Finans piyasalarında belirsizliğin önemli boyutlarda artmasıyla (buna mutlaka kriz adını vermemiz gerekmiyor) iç talep artışı frenlenebilir. Ama, buna yumuşak iniş demek zordur. Yumuşak iniş enflasyonda gelinen noktadan ve hedeflerden taviz vermeden oluşacak yeni dengedir. Finans piyasalarında yaratılan büyük belirsizlikler yoluyla sağlanacak iç talep frenlemesi enflasyonu olumsuz etkileyecektir.
SEÇİM SONRASI
Uluslararası piyasalarda yaşanan gerginlik ve eğilimlerde sert denebilecek kırılmalar Türkiye’yi olumsuz bir konjonktürde yakalamıştır. İç talep büyümesinin önüne geçmek için daha sıkı maliye politikalarına ihtiyaç vardır. Daha sıkı maliye politikaları kaçınılmaz olarak daha yüksek vergiler ile daha az harcamaları içerecektir. Bir yıl içinde genel seçimlerin yapılacağı bir ülkede daha sıkı maliye politikalarının uygulamaya konulması olasılığı yok denecek kadar azdır. Aksine, maliye politikaları yoluyla iç talebin biraz daha kamçılanması söz konusu olabilecektir.

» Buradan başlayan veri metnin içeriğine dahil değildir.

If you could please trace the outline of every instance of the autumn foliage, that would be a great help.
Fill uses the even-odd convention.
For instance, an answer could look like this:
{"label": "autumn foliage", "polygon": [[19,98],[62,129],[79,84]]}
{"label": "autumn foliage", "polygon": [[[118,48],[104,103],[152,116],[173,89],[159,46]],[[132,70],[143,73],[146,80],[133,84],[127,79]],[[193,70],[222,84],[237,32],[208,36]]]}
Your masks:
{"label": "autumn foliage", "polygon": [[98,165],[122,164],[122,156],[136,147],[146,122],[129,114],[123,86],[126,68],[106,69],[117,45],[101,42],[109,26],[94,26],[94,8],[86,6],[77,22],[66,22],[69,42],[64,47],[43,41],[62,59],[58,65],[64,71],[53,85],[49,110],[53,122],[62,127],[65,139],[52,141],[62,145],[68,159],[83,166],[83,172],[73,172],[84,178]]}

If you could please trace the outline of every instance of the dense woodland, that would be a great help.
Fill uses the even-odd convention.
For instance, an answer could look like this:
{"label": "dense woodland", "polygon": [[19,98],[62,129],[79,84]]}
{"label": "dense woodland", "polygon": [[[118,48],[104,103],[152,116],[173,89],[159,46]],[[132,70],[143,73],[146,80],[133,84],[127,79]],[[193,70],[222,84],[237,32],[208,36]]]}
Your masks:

Böyle bir konjonktürde olan biteni seyretmekten başka bir seçenek kalmamış gibi görünmektedir. Genel seçimlere kadar yüksek düzeydeki cari işlemler açığını göreli istikrarı bozmadan sürdürebildiğimiz taktirde, seçimlerden sonra iç talep artışını kontrol etmeye yönelik politikaların yürürlüğe konması kaçınılmaz olacaktır. Sürdürülebilir ekonomik büyüme için ancak o dönemde bir şeyler yapabilme olanağı olabilecektir.